An erasure coded system, even one using erasure codes across local drives, would have to read at least the minimum number of data strips needed to recover a data block and then recalculate the original data from them. For data encoded in, say, a 10-of-16 scheme, that would mean that even the smallest read would require 10 I/O operations on the back-end storage and a delay for the calculations.
When writing data, the latency and I/O amplification erasure coding creates is even worse. Imagine a database writing random 8K blocks to a storage system that uses a 10-of-16 encoding scheme. To write 8K of data, the system would have to read 10 strips, each of which is at least 4K to match up to today’s drive’s sector size, recalculate the coded strips, and write 16 strips back out, turning one I/O request into 26 I/O operations on the back end.
On today’s scale-out object system, the access node that’s responding to a read request sends requests for all 16 stripes to the storage nodes holding them, and uses the first 10 responses to recalculate the data. Recalling all those data strips across the network is a significant amount of network traffic.
While today’s high-bandwidth, low-latency datacenter networks minimize this impact for local access, systems using dispersal codes to spread data strips across multiple datacenters will be performance limited by the bandwidth and latency of their WAN connections. Since these systems request all the data strips at once, and use the first to arrive, they consume network bandwidth, sending data strips that won’t be needed to retrieve the original data.

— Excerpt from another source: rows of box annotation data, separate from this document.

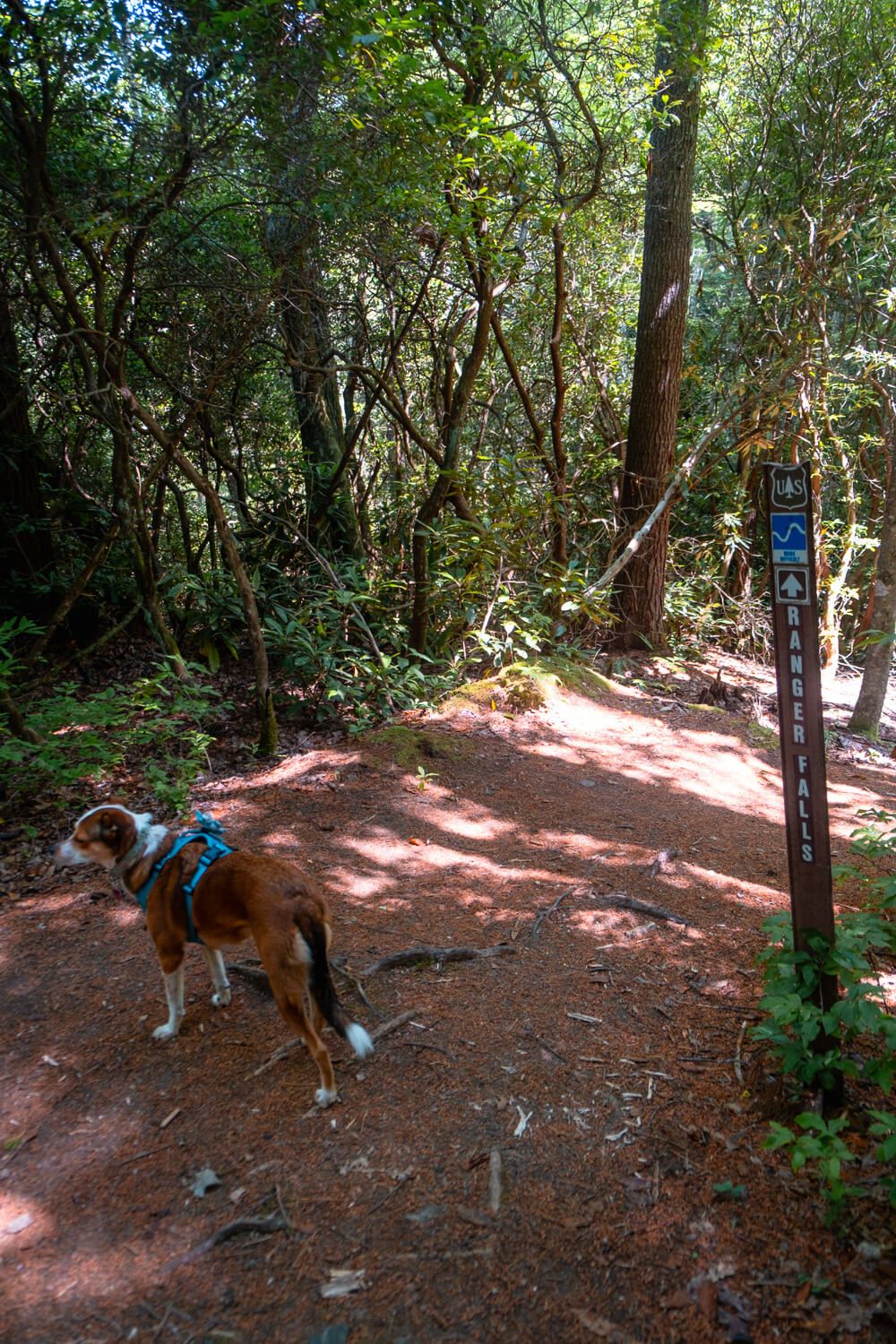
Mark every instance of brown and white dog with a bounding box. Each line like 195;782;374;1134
54;804;374;1107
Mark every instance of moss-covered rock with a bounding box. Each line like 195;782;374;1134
358;723;474;771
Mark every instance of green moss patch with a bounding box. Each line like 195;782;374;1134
446;659;626;714
360;723;476;771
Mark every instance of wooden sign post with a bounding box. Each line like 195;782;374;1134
766;464;837;1027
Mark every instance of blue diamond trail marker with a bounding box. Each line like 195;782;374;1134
766;464;837;1050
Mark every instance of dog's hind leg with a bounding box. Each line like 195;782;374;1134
151;956;184;1040
274;988;336;1107
202;943;232;1008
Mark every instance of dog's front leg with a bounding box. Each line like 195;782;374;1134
151;959;184;1040
202;943;231;1008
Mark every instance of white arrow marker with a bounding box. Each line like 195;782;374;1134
780;574;804;599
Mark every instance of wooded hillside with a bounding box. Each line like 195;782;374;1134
0;0;896;753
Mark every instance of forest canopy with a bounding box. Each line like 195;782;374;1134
0;0;896;753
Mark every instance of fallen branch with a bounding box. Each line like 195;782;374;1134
489;1148;501;1218
246;1011;414;1081
735;1019;747;1088
358;943;516;976
167;1214;289;1271
233;960;382;1012
243;1037;305;1082
594;892;692;929
371;1008;415;1042
227;961;274;999
331;957;383;1013
530;887;576;943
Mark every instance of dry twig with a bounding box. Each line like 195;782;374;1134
594;892;692;929
167;1214;289;1271
358;943;516;976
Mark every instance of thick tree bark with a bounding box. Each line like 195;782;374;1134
172;448;277;757
409;285;495;653
849;435;896;741
0;271;54;599
280;245;364;556
613;0;708;648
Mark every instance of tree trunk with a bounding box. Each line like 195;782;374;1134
409;285;495;653
172;448;277;757
282;245;364;556
613;0;708;650
0;271;54;602
849;438;896;741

I’m hoping that one or more of the vendors making dispersal-based systems comes up with a system that will support a configuration where sufficient data strips to access the data are stored in a primary datacenter, and strips from remote datacenters are only recalled as needed. Such a system with a 10-of-20 coding scheme could keep 10 strips in the primary datacenter and five in each of two remote datacenters. The system could survive the loss of a datacenter with just 50% overhead
Regardless of how they’re implemented, high-reliability erasure codes are best suited to those applications that do large I/Os, just like the object stores where they’ve advanced from cutting-edge technology a few years ago to a standard feature today. Those looking to use them for more transactional applications will be disappointed at their performance.
Disclosure: Amplidata has been a client of DeepStorage LLC, and Mark Garos, CEO of Caringo, bought me a nice dinner the last time I saw him in New York.